Carpenter earned that by a talent for making others feel special, said JoEllen Steinbrunner, former administrator of the county's drug and alcohol program.
She recalled him visiting in her office one day, before people generally realized how critical it is for the community to help addicted people, she said.
He told her she probably had the most important job in the county.
"Made me feel so good," Steinbrunner said.
When people routinely address you as "your honor," it can go to your head.
He maintained the dignity of the court, but always had a smile, said Allen Hancock, CEO of The Hancock Group, who advised him on his first run for judge.
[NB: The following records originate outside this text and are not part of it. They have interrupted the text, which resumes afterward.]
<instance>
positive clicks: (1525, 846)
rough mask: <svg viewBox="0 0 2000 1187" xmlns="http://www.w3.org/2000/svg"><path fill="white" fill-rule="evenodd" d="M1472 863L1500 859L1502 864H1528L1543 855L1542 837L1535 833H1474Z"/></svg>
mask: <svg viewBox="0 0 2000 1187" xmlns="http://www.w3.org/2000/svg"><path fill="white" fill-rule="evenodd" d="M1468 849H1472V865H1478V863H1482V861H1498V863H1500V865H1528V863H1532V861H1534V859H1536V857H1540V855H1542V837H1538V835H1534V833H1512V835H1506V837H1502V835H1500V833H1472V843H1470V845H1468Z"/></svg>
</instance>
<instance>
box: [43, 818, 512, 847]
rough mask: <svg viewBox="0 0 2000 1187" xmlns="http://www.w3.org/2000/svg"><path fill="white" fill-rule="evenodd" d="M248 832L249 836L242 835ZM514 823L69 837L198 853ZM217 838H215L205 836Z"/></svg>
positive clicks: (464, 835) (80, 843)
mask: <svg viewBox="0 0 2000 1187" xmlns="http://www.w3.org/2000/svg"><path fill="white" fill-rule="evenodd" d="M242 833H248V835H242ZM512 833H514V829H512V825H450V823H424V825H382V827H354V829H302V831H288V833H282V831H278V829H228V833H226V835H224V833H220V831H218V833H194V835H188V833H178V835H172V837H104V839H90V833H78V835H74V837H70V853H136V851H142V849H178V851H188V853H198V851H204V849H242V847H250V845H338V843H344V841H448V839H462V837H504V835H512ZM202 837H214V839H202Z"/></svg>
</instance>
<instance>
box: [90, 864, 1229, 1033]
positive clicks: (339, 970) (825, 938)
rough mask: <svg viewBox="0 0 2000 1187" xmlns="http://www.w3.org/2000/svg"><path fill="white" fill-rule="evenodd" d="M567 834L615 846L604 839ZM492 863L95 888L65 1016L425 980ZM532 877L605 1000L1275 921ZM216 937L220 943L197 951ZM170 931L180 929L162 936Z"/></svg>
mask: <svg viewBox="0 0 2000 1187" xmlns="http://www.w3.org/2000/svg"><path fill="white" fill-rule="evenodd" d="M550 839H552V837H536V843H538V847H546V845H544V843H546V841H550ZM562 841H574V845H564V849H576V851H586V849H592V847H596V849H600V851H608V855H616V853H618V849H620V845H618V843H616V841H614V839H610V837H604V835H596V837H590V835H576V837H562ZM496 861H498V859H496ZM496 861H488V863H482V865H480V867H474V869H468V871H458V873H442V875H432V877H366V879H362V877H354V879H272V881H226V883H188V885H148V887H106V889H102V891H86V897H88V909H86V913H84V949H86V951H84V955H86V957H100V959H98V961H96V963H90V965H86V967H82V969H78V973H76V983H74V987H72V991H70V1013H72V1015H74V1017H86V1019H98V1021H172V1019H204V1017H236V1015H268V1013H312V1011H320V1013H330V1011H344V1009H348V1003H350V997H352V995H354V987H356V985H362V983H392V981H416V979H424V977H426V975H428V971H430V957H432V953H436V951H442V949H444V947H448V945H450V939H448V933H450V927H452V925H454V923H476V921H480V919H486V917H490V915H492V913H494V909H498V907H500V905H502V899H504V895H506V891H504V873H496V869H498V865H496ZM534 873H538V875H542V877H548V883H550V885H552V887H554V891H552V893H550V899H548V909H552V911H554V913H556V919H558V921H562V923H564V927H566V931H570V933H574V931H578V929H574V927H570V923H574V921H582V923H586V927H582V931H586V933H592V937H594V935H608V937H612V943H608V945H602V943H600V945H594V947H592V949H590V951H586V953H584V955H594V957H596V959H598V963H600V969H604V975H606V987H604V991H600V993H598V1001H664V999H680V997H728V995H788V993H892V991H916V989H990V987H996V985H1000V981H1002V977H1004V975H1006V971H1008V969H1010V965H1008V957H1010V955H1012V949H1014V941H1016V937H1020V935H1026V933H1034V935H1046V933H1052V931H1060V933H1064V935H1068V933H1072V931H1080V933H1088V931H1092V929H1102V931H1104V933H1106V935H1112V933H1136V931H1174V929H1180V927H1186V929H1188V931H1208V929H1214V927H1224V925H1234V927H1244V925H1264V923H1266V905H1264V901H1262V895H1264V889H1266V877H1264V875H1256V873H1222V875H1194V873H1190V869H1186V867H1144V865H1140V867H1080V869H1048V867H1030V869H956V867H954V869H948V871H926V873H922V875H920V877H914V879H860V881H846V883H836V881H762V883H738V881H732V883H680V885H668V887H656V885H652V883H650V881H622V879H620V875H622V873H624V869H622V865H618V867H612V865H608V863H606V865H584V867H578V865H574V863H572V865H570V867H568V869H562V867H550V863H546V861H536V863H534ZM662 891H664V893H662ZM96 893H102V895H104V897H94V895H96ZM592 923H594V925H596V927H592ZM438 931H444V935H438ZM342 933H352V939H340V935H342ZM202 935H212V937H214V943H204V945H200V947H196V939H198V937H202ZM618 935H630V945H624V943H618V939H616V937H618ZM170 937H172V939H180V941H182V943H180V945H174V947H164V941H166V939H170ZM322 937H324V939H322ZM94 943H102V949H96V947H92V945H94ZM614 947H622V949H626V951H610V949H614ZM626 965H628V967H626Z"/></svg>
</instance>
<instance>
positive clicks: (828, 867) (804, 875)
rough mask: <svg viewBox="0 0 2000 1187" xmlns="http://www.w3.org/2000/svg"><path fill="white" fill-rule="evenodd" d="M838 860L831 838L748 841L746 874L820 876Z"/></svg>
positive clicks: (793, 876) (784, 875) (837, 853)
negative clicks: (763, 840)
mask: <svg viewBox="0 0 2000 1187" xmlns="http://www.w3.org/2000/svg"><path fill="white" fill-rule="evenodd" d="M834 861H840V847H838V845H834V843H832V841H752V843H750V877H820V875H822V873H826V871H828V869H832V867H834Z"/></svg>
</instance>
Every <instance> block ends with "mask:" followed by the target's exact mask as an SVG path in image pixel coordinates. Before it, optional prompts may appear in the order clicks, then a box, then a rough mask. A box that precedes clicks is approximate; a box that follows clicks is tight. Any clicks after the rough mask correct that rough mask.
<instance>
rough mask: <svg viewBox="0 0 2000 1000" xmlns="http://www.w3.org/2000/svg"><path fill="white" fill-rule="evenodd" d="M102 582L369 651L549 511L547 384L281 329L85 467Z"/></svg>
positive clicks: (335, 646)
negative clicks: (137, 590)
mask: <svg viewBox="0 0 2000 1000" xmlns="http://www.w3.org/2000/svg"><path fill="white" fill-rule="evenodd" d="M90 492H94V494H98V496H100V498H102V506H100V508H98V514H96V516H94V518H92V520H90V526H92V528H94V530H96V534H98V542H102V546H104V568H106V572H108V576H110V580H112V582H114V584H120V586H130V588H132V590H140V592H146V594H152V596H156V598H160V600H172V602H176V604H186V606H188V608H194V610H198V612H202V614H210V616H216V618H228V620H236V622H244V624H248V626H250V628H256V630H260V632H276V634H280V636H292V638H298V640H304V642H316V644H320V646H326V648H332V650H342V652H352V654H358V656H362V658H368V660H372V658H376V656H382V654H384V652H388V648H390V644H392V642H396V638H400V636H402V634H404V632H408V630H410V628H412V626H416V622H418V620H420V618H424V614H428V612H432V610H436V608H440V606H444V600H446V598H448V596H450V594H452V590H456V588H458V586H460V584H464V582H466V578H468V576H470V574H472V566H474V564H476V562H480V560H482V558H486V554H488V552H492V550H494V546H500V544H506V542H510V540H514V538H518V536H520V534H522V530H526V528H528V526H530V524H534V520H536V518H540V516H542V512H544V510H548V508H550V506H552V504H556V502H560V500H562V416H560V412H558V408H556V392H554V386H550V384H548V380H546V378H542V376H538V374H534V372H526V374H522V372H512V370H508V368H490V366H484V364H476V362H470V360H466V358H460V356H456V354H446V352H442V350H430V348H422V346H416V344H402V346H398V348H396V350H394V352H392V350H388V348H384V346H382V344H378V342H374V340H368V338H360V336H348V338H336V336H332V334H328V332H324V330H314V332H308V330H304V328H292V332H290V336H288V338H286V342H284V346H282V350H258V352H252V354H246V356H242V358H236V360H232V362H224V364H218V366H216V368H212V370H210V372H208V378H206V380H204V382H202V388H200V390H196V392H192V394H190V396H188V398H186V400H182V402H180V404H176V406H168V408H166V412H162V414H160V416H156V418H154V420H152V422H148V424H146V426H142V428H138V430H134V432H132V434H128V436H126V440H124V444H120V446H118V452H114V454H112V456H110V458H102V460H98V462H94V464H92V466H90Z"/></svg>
Hancock didn't hesitate to bring up one of Carpenter's foibles, exhibited long ago.
Even after Hancock and others had told him about the need for pithy answers to media questions, Carpenter went on and on in his habitual methodical tone in a campaign training session his friends organized.
For so long that Hancock dropped his head in despair.
Finally, brought up short, Carpenter said, "Oh, that's what you meant."
Carpenter will become a senior judge at the end of the year.
He has served 23 years.
It almost didn't happen.
Just out of law school, he came to Altoona for a job interview and was seriously "underwhelmed" driving down Sixth Avenue.
He stopped at a gas station and was going to call at the phone booth there to cancel the interview.
But he needed change for a dime.
And in the time that it took for the attendant to make that change, he had a change of heart that was the cause of lots of changes for lots of people.
It was "common courtesy" to go through with the interview, he thought.
So he went to the interview and bonded with Leo Mullen, the interviewer, over their common home area in West Virginia.
"Leo knew my grandfather," Carpenter said. "We had a family reunion."
And he had his first job in the law, thanks to his listening to his conscience.
"He was always willing to listen," Hancock said.
One of the measures of a man is how he handles his power, and one of the ways Carpenter handled it was to treat others - both weak and powerful - alike, according to Jolene Kopriva, Blair County president judge.
"Honorable was not just a title, but a complete characterization," Hancock said.